【2025-10-29】 Prof. Jun-Cheng Chen 陳駿丞 / CITI / From Noise to Desired Visuals: Guided Diffusion for Image and Video Applications

  • 2025-10-13
  • 黃雅群(職務代理)
TitleFrom Noise to Desired Visuals: Guided Diffusion for Image and Video Applications
Date2025/10/29 15:30-17:20
LocationR103, CSIE
SpeakersProf. Jun-Cheng Chen 陳駿丞
Host:羅紹元教授


Abstract:
In this talk, I will present our research on guided diffusion for image and video applications, including video-to-video translation, QR code generation, and text-to-image generation with photographic effects.

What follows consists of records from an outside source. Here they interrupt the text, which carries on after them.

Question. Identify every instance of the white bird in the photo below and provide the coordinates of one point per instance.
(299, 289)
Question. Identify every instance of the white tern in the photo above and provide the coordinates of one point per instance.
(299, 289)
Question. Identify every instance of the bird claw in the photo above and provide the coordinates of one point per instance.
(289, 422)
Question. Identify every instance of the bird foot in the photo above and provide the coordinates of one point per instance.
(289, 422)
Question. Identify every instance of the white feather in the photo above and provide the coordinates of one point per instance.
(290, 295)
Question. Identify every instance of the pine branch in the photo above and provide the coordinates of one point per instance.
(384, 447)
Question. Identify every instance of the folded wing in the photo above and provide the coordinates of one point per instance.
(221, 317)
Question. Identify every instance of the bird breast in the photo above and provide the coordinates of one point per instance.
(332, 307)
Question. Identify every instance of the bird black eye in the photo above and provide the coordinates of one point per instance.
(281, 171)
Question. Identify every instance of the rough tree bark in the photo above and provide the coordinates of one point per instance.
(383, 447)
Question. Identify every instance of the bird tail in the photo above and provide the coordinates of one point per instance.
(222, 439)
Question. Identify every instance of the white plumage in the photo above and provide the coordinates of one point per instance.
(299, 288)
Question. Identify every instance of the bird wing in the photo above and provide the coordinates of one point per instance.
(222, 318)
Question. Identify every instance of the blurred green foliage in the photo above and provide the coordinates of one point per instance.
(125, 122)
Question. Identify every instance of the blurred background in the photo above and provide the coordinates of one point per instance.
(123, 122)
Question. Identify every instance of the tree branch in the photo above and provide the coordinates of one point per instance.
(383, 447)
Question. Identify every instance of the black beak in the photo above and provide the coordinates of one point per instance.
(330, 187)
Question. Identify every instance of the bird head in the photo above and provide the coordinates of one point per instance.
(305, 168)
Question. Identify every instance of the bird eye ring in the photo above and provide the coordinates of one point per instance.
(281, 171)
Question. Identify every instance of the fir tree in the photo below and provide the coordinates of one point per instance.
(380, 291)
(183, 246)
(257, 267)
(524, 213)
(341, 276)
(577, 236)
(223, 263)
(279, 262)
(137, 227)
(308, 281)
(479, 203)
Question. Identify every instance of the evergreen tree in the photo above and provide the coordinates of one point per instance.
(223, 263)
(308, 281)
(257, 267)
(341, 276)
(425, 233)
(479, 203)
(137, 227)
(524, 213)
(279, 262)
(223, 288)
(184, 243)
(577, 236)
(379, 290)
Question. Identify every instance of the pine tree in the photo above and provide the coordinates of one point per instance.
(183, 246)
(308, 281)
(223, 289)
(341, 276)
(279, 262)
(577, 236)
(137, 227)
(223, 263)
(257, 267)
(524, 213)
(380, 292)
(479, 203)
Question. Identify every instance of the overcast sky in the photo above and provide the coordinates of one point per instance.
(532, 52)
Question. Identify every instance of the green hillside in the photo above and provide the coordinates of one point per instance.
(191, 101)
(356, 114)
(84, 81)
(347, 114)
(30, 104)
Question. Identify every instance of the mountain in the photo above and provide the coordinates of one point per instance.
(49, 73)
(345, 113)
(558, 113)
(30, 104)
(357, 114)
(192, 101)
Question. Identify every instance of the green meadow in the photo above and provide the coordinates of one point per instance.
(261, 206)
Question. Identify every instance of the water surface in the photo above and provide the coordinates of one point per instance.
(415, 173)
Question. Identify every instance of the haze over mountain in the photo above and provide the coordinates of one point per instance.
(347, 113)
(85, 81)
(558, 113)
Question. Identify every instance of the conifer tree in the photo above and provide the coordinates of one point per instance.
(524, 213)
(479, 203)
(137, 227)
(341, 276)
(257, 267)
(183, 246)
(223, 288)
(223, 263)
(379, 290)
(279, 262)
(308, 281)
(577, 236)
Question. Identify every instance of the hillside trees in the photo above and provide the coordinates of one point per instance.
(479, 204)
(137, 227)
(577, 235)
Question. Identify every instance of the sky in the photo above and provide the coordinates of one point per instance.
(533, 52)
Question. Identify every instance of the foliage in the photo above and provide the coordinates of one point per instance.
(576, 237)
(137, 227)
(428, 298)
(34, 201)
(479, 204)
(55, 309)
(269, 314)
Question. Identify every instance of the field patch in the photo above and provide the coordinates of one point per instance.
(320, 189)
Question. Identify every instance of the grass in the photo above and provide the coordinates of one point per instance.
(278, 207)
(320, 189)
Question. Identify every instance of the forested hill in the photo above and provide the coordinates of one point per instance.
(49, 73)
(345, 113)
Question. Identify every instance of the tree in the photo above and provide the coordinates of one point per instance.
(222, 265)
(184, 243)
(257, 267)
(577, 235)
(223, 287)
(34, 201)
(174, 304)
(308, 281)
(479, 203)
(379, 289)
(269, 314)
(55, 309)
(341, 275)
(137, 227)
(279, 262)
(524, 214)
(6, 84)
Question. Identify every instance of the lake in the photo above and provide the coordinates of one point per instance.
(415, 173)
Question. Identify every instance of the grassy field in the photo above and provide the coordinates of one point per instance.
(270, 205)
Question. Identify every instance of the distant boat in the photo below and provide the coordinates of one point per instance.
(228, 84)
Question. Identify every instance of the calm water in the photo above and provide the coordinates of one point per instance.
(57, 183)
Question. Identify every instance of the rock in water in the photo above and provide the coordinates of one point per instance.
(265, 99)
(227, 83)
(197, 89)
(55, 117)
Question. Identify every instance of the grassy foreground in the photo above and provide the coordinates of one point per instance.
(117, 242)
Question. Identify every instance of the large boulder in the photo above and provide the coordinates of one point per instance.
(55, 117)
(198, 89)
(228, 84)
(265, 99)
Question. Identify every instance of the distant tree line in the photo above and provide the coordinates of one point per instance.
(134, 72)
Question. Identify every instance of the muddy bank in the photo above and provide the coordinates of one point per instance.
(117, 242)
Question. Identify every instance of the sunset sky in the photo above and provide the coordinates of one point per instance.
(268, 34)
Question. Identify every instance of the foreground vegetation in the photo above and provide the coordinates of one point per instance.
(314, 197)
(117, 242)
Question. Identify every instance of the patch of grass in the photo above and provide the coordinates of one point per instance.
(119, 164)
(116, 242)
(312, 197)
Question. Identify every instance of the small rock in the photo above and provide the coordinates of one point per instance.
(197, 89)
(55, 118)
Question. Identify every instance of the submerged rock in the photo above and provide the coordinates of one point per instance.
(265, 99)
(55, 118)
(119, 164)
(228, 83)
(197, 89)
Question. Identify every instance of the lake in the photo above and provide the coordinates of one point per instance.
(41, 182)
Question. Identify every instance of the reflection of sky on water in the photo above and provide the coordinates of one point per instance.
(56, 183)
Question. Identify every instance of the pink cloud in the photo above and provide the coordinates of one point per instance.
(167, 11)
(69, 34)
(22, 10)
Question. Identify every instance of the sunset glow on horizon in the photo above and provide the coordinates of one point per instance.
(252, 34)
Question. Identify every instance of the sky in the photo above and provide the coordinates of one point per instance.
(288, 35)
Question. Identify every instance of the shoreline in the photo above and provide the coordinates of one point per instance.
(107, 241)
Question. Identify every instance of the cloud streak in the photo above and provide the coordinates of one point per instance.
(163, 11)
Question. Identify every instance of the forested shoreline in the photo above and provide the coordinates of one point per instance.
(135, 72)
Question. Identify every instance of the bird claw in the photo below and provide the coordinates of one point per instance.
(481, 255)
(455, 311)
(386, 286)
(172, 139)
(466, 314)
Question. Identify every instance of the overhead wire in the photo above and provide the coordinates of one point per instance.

First, I will introduce MeDM, an innovative framework that leverages pre-trained image diffusion models for video rendering with smooth temporal flow. By integrating explicit optical flow into the diffusion process, MeDM imposes physical constraints that enhance temporal consistency, all without requiring model fine-tuning or test-time optimization. Extensive experiments confirm its superior performance across qualitative, quantitative, and user studies. Next, I will present DiffQRCoder, a novel diffusion-based approach for creating scannable yet aesthetically appealing QR codes. DiffQRCoder incorporates scanning-robust perceptual guidance (SRPG) to preserve decoding fidelity while improving visual quality, and employs a post-processing technique, SR-MPGD, to further enhance scanning robustness. Our results demonstrate significant improvements in scanning success rates and user-perceived attractiveness, highlighting its promise for practical applications.Finally, I will introduce our camera token as settings framework, which enables intuitive control of diffusion-based image generation using numerical camera parameters such as aperture, shutter speed, and focal length. This framework bridges generative models and real-world photographic effects, providing users with a familiar and precise interface for guiding generation.

Biography:
Jun-Cheng Chen is now an associate research fellow at the Research Center for Information Technology Innovation (CITI), Academia Sinica. He joined CITI as an assistant research fellow in 2019. He received the B.S. and M.S. degrees advised by Prof. Ja-Ling Wu in Computer Science and Information Engineering from National Taiwan University, Taiwan (R.O.C), in 2004 and 2006, respectively, where he received the Ph.D. degree advised by Prof. Rama Chellappa in Computer Science from University of Maryland, College Park, USA, in 2016. From 2017 to 2019, he was a postdoctoral research fellow at University of Maryland Institute for Advanced Computer Studies. His research interests include computer vision, machine learning, deep learning and their applications to biometrics, such as face recognition/facial analytics, activity recognition/detection in the visual surveillance domain, deepfake detection in the forensics, text-to-image generation in the visual generative AI, etc. He also serves as an associate editor of IEEE Transactions on Multimedia. He was a recipient of the ACM Multimedia Best Technical Full Paper Award in 2006, and APSIPA ASC Best Paper Award in 2023, and IEEE CE Magazine Best Paper Award in 2025.